Important aspects of being a diabetes nanny you should know about:

This is a 24/7/365 position.

There are no vacation days, sick leave, retirement plan.

You’ll get on-the-job training, as the manuals don’t seem to cover the day-to-day living with diabetes.

This job has been held by parents, friends, coworkers, spouses, and sometimes, strangers, but they can’t really explain what they did or how they did it.
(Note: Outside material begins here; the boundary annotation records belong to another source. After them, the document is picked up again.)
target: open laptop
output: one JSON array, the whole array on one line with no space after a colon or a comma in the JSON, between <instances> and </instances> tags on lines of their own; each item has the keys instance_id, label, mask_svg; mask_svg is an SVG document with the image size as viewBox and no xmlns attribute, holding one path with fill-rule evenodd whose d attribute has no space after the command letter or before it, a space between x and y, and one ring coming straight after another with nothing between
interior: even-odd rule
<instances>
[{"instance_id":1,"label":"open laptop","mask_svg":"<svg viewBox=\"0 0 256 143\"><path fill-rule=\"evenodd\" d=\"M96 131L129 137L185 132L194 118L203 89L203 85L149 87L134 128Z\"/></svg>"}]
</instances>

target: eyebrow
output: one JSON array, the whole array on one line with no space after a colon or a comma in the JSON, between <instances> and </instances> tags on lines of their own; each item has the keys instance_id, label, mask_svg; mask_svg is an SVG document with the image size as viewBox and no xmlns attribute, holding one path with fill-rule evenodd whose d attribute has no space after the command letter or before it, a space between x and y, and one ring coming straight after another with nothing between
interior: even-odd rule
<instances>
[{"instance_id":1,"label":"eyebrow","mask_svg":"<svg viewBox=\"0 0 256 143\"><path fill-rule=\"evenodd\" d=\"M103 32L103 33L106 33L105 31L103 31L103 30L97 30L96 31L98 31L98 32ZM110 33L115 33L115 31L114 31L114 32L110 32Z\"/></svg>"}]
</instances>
You’ve got to experience it for yourself.

You may not be angry at me (or the world) for having diabetes, although you can be angry with me.

Did I mention that this is an unpaid position and no opportunity to advance? 

Whiners and martyrs need not apply.

Applications being accepted now. 

  1. You had me until you said whiners need not apply… guess I’ll keep taking care of my own diabetes.

  2. VERY nice blog Christel.

    Reminds me to NEVER take my pancreas for granted.

    Have a great weekend!



    1. Hi to a Very Special Person,
      I can only supply two unique factors to your request. When you tell me to listen, I will listen. When you ask for help, I will do what I can to help. Training as a life guard taught me one thing. Sometimes, we had to wait for a person to run themselves down before we could move into help. Now, to follow-up with a Graduation speech by Winston Churchill…..never give up, Never Give Up, NEVER GIVE UP!

      as always have a great day.

  3. Christel, you are definitely one of the best bloggers on the Web. It is so clever and effective to give such great information, but display humor at the same time. Your blogs are very informative, and very entertaining. Thanks!!

  4. My, you have it in a few words, in my 63 years with this chronic condition I have experienced every one of these things. They are all so easy to recognise. I’m with you all the way.